On the CPU, you can use atomics to globally synchronize across work groups. This would allow you to do a parallel reduction. Just read and write to global memory. Since memory is cached on the CPU, there isn't much benefit to using local memory anyways.
Thanks for your reply.
This means that on CPU (no matter with how many cores), we get only 1 work-item per work-group??
I seem to recall that being the case in Apple's OpenCL CPU implementation. I think AMD's allows more threads in a workgroup, but I'm not sure. Unfortunately, there's no real way to enforce that threads execute in lock-step on a CPU.
do AMD write driver for GPU for Apple? or do Apple write whole driver in house?
I'm going to take a different approach to this point.

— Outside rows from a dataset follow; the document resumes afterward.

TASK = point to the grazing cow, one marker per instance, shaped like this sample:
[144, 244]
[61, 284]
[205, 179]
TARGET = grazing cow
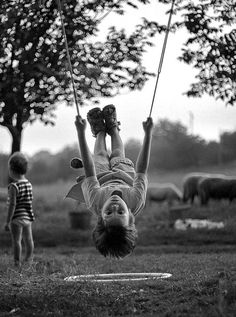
[223, 187]
[190, 186]
[168, 192]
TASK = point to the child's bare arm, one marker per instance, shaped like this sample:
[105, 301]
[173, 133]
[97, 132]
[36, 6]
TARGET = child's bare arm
[144, 154]
[86, 155]
[11, 206]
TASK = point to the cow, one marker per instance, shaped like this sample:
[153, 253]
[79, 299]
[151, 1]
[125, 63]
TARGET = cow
[163, 192]
[218, 187]
[190, 186]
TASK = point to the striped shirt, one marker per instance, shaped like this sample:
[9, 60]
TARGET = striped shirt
[24, 197]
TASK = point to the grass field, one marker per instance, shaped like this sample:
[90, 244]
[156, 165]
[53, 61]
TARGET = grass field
[203, 264]
[195, 288]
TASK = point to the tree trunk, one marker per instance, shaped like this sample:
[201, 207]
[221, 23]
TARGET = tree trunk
[16, 143]
[16, 140]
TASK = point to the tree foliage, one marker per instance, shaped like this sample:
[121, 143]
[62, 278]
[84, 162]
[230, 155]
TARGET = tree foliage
[210, 46]
[34, 72]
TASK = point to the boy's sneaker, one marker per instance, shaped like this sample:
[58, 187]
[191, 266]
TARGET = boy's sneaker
[95, 118]
[109, 115]
[76, 163]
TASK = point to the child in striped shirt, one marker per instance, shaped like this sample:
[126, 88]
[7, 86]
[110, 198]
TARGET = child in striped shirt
[20, 212]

If you want to do a reduction on the CPU do:
for( int i = 0; i < number; ++i )
sum = sum + input[i + groupid];
where sum is a vec4.
Using a workgroup of more than one workitem and doing a parallel reduction over it is just horribly inefficient. The CPU is not a GPU, program it like a CPU. There is no kernel where you need more than one work item except by design, you can always replace it by a loop and on a CPU that will usually be more efficient anyway.